The Information Technology Industry Council (ITIC) on Thursday objected to weakening encryption used on smartphones, even as some officials in Washington favor doing so.
"After a horrific tragedy like the Paris attacks, we naturally search for solutions: weakening encryption is not a solution," said Dean Garfield, president of ITIC, in a statement provided to Reuters late Thursday.
The ITIC represents 63 major tech firms, includingApple, Google and Microsoft.
Some experts and lawmakers have said Apple and Google, especially, should find ways to provide decryption keys for recent iPhones and Android phones that provide disk-level encryption. Those calls have grown louder in the wake of last week's terrorist attacks in Paris.
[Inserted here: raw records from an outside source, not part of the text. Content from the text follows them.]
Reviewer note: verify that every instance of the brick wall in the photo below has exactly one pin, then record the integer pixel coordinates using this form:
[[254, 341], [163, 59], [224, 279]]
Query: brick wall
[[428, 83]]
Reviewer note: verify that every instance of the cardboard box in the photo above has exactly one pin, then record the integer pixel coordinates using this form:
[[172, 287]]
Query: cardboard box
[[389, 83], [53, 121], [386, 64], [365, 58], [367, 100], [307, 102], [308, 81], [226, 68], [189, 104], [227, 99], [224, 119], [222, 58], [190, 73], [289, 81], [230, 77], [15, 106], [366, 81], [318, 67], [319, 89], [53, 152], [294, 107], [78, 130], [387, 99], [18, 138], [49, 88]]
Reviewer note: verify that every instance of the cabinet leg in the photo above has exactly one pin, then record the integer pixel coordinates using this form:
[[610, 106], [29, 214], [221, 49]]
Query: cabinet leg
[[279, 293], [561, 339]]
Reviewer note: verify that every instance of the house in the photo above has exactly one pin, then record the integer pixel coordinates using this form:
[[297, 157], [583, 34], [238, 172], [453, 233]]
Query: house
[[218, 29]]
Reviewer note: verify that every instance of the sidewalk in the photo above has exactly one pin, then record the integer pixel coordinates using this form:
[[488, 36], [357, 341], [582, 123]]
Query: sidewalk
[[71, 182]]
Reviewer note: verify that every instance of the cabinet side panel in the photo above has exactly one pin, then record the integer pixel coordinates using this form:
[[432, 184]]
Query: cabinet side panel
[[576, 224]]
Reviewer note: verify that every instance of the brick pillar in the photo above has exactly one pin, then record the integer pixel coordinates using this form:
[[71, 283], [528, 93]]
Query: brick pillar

Apple has been especially defensive about that feature as a way to protect user privacy, noting a year ago that the decryption keys are only kept on a user's iPhone, out of the company's reach. That feature means that Apple would have to restructure how iOS works, not merely share keys that it has no access to.
Both Apple and Google have not commented on their views since the Paris attacks by ISIS that killed 129 people. Some companies have moved in recent days to shut down ISIS' online access to encrypted channels.
Members of the U.S. Senate Intelligence Committee have urged tech companies to help find ways to work around encrypted messages used by terrorists. Some officials, including FBI Director James Comey, have suggested updating the 1994 Communications Assistance for Law Enforcement Act (CALEA) to allow surveillance of new technologies such as email, Internet messages and social networking sites with a warrant from a judge.
It remains unclear how a CALEA update would allow the breaking of encryption on smartphones and in smartphone encryption apps.
The leaders of the Intelligence Committee have called for hearings and possible legislation. Former Defense Secretary Robert Gates on Thursday urged Congress and President Obama to ask the National Security Agency for insights on "adding capabilities in tracking potential terror plots" and said that Obama needs to have a "heart-to-heart talk" with tech companies to seek their help in working around encryption.
Even though official pressure is mounting, some privacy advocates have termed the renewed call to weaken encryption a smokescreen that could lessen privacy. Officials have not confirmed that encryption thwarted the tracking of ISIS members prior to the Paris attacks, they noted.